= Campbells Creek Trail and Reserve =

Track in Victoria, Australia

This walking and cycling track runs along Campbells Creek in the town of the same name, Victoria Australia.

The track initially runs besides Barkers Creek until the junction with Forest Creek and thereafter the combined flow is known as Campbells Creek. The trail starts at Forest Street Castlemaine, near the corner of Camp Reserve and finishes at the Campbells Creek Park, opposite the primary school.
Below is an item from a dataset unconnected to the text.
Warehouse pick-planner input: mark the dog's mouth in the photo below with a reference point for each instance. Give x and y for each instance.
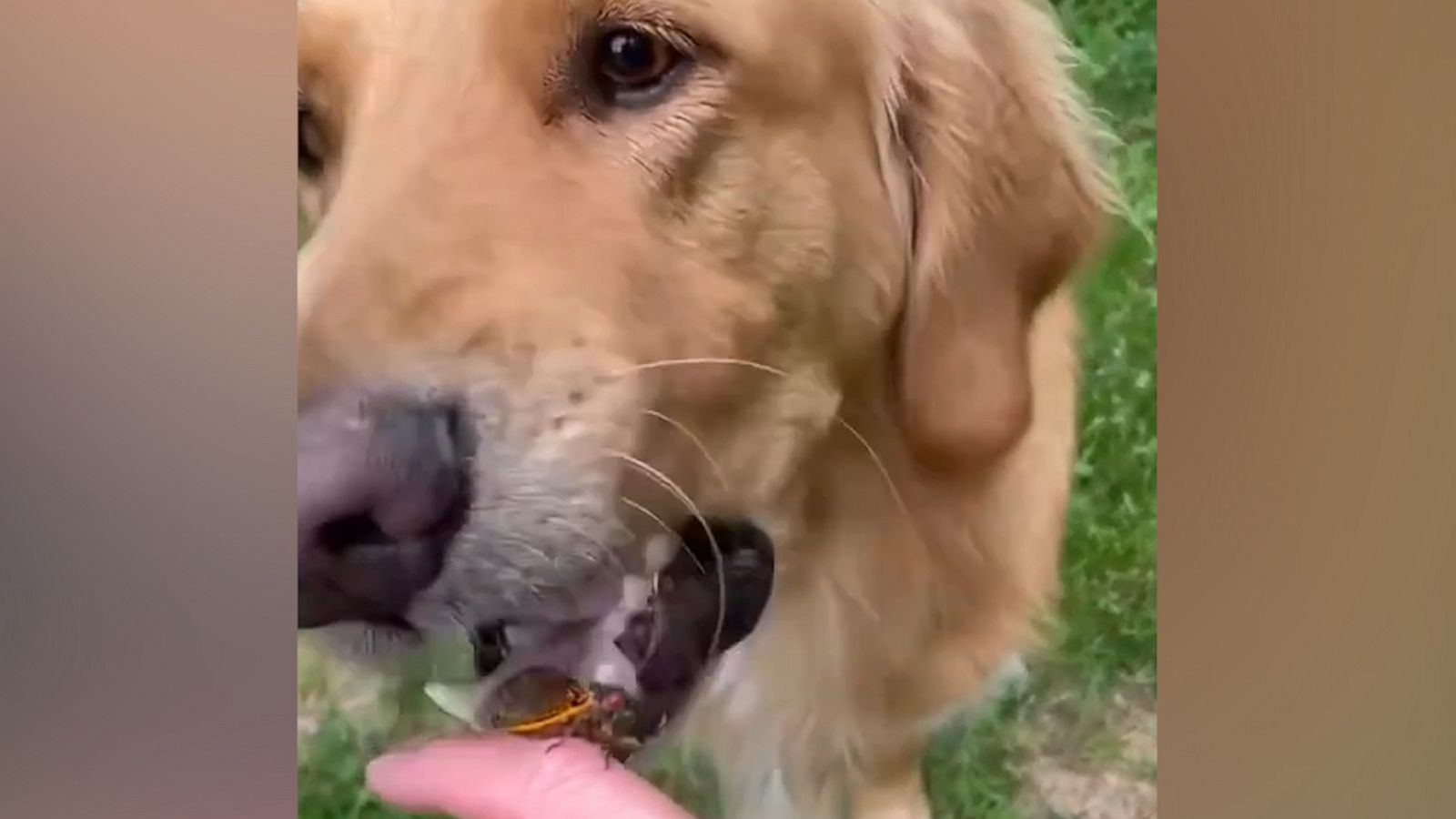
(652, 651)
Other entrances alone the route include:
- Gaulton Street, Castlemaine
- Camp Crescent, Castlemaine
- Midland Highway, Castlemaine
- Farnsworth Street, Castlemaine
- Butterworth Street, Castlemaine
- Ray Street, Castlemaine
- The south side of the Pyrenees Hwy (Elizabeth Street) underpass
- Lewis Drive, Castlemaine
- Princess Street, Campbells Creek
- Honeycomb Road, Campbells Creek

The track can be done without crossing a road following works completed in 2025. There are several bridges on the route where the track passes over the creek. The Castlemaine - Maldon railway line passes over both the trail and Campbells Creek via a timber trestle bridge south of the Pyrenees Highway (Elizabeth Street). The Castlemaine to Maldon Trail (which runs alongside most of the Victorian Goldfields Railway line and was completed during 2017) connects with the Campbells Creek Trail adjacent to the Pyrenees Highway (Elizabeth Street).

The track crosses flood plains covered with native vegetation and it is remarkable, at some points, how remote an observer can feel from the surrounding urban environment. Along its length are interactive notice boards, and scenic seats to take in the billabongs and flood plains which are covered in Australian plants and bird-life.

The trail is cared for by the Mt Alexander Shire Council and volunteers from the Friends of Campbells Creek Landcare group.